Archive for the ‘semantic technologies’ Category

Slides from Flexible Service Delivery Workshop Jan 2010

Thursday, January 28th, 2010

Here are the slides from my presentation at the Flexible Service Delivery Strategic Technologies Group meeting of Jan 25th 2010 entitled: Beating Information Mess (without SOA).

This is a high level description of some examples of use of resource-oriented and semantic web approaches drawn from existing published material.

Linked Data: Where is the Low-hanging Fruit?
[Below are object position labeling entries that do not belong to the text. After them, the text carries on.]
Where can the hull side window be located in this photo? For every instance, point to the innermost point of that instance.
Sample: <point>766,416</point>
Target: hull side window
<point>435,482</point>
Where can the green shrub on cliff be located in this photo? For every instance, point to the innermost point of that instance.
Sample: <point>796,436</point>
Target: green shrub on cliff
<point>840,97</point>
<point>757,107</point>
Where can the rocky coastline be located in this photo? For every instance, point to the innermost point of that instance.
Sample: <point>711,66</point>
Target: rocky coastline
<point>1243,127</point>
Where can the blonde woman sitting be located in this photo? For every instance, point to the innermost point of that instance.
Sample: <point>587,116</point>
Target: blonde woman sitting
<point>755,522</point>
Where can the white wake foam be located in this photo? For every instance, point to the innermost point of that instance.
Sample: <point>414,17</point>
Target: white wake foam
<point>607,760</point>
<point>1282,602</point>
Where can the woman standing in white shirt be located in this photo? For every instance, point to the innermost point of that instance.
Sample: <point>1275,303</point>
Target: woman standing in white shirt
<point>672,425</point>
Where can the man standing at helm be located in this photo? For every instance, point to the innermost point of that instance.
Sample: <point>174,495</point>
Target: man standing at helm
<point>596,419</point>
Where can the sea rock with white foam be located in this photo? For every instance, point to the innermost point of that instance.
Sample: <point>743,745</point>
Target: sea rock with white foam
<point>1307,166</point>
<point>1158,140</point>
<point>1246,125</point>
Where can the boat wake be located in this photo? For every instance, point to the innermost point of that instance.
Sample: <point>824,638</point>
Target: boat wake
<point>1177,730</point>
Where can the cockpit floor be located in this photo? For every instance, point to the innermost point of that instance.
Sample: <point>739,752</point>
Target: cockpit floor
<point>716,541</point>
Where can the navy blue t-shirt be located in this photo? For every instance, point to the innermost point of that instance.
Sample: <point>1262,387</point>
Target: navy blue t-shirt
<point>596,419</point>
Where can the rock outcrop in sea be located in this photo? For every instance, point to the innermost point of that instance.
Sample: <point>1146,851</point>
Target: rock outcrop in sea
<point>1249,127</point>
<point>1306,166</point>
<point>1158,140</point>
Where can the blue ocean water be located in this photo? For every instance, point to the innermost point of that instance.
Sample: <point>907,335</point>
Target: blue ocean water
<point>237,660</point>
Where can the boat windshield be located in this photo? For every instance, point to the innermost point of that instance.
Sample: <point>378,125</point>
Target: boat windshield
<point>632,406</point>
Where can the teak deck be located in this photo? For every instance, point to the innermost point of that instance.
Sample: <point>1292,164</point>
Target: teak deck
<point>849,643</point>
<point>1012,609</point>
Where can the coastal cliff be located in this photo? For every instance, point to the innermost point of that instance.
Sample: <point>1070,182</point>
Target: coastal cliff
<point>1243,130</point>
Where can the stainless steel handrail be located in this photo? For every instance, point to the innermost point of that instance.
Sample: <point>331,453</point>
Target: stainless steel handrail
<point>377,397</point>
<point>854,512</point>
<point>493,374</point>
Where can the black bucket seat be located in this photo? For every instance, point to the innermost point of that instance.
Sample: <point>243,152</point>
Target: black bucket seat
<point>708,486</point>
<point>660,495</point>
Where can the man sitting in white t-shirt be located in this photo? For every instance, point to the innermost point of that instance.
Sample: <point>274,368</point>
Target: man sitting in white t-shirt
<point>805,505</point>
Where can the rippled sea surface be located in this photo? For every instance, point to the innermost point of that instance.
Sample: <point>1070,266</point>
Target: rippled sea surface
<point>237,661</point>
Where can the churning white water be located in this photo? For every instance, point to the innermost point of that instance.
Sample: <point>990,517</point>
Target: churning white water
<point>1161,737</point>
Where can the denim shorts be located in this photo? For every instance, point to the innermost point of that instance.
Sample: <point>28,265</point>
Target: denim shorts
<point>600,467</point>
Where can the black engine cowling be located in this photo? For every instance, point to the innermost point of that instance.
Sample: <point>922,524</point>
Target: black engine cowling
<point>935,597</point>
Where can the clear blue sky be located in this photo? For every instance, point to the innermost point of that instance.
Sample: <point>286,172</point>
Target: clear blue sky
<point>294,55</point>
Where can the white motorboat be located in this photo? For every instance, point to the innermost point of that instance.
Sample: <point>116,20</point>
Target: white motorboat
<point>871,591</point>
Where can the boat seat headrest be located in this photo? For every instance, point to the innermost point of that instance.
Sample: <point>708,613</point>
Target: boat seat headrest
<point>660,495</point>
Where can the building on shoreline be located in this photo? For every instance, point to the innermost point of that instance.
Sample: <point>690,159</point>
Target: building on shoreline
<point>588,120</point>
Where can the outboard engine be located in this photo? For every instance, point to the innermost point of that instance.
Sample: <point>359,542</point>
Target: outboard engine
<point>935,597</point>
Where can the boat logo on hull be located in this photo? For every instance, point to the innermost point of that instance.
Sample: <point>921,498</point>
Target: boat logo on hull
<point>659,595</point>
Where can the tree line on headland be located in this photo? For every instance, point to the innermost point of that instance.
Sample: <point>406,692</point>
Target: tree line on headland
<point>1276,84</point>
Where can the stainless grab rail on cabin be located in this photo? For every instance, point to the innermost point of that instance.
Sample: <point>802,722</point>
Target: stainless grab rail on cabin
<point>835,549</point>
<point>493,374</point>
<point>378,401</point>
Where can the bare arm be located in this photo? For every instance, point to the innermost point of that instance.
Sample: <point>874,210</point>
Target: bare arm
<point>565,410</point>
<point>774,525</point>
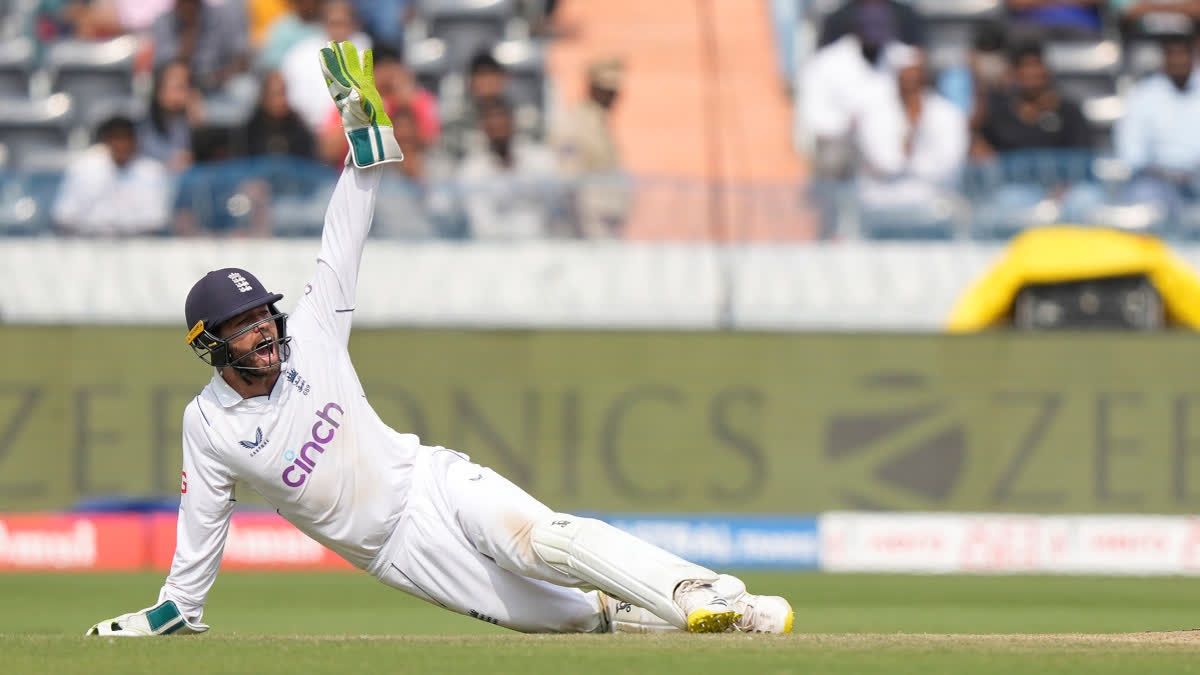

Monday, December 14th, 2009

Here are my thoughts on some generic considerations, some mentioned in the recent SemTech meeting and some I jotted down following the CETIS Conference, on where low hanging fruit may be found. NB these are “generic” and not specific; the idea is that they might be useful in judging the likelihood of success of some specific good/cool/potential ideas. I am referring here to exposure of Linked Data on the public web. In no particular order:

  • Ariadne’s Thread. Does the current state of (poor) information management present a problem and is there resolve to find your way out of the maze? If it has become necessary to sit down and get your domain model straight and re-organise/re-engineer (some of) your information systems then you have done most of the hard work necessary for exposing Linked Data (i.e. Open to some degree) and you could usefully adopt Linked Data principles for private use.
  • Ox Pecker. Is there a mutual benefit between you and another data provider? Can this be amplified by explicit technical, financial or effort (etc) support one or both ways? This builds on the essential attribute of linking.
  • Sloping Shoulders. Can you avoid creating an ontology? No-one else will care about it if you do.
  • Aspirin. Does anyone have a headache that can be made better? Is there an institutional/business problem that can be solved? (this is not the same as Ariadne’s Thread)
  • Blue Peter. Is the creation or acquisition and processing and dissemination of information already something you do? Is the quality and availability of the information something you invest effort in? This is a ready-made candidate for Linked Data.
  • Cow Path. Is information you already make available (as web pages or PDF etc) used by others in ways you know about and understand?
  • UFO. Do people want to refer to something you have or do but don’t have an unambiguous way of identifying what they are referring to? Could you provide a URI for the thing and information about it?
  • 2+2=5. Is there clear value to be gained from linking the information that is to be exposed? Can people do something new, do they want to and will they continue to want to?
  • Chatham House. Avoid exposing data that identifies, or could identify, a person.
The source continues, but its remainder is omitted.